Sur le plan international, cette pro-Poutine estime que l’intensification des raids aériens menés en Syrie à la suite des attentats de Paris n’était pas la bonne solution à adopter. Elle estime que seule une intervention militaire au sol permettrait de vaincre cet ennemi qui nous a déclaré la guerre. La jeune femme dénonce également le rôle de la Turquie, dont elle est fermement opposée à son entrée au sein de l’UE. D’après elle, cela entrave la lutte contre le terrorisme, en prenant pour exemple la destruction de l’avion de chasse russe non loin des frontières turco-syriennes. Au sujet de la crise des migrants, elle prône une aide prioritaire envers les Français qui souffrent comme les SDF en pensant avec pragmatisme « les nôtres avant les autres ». « Nous ne pouvons pas gérer dans le même temps l’afflux de migrants et l’évolution croissante du nombre de sans-abris : les Français qui souffrent priment » répète-t-elle avec véhémence. Elle s’étonne par ailleurs d’être en accord avec Fillion (ce dernier estimait qu’il fallait construire des centres pour accueillir les migrants à proximité des pays touchés par les conflits). À l’instar des leaders du parti, Eve également eurosceptique, est en faveur de la sortie du pays de l’UE dans le but de retrouver « une certaine souveraineté nationale », c’est-à-dire « un contrôle de nos frontières, une monnaie nationale entre autre, tout en dénonçant que F.Hollande soit devenu « le larbin » selon elle d’A. Merkel ». Et que cette dernière ait été fraichement élue « personnalité de l’année » par le magazine américain Time, pour son implication dans la crise ukrainienne et la crise des migrants, c’est quelque chose qui la dépasse. « Marine Le Pen mérite amplement ce titre », poursuit-elle.

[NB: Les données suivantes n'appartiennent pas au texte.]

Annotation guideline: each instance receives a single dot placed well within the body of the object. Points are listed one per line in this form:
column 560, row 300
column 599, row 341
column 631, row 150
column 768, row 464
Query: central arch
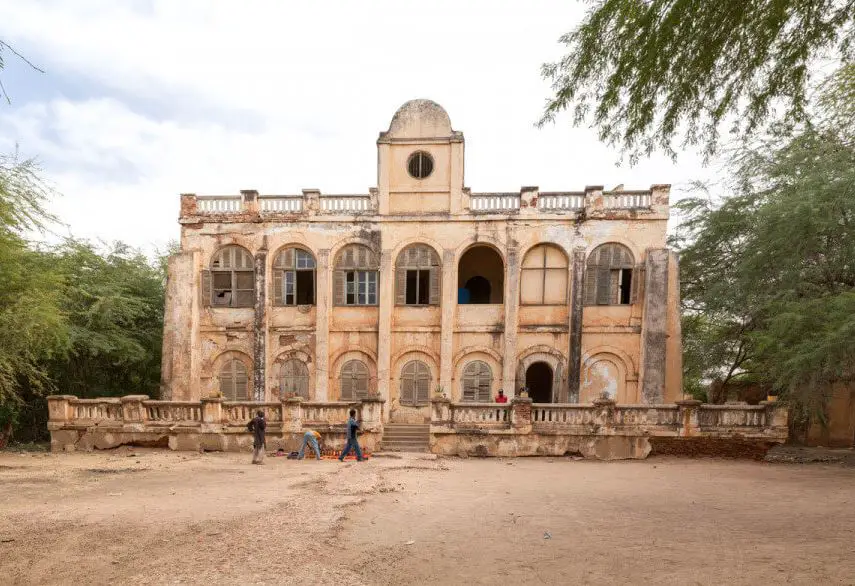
column 538, row 380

En guise de preuve que le visage des adhérents au Front National change, Eve vente l’hétéroclisme des partisans qui viennent de tous les milieux sociaux : « sont militants du parti toute personne se sentant Français » dit-elle. Elle s’accorde à dire que certains rejoignent le mouvement par déception et lassitude de la similarité des discours de la classe politique. La question est désormais de savoir ce que feront Eve et ses amis partisans si, une fois au pouvoir en 2017, Marine Le Pen ne répondait pas aux attentes de ses électeurs, et en venait même à les décevoir.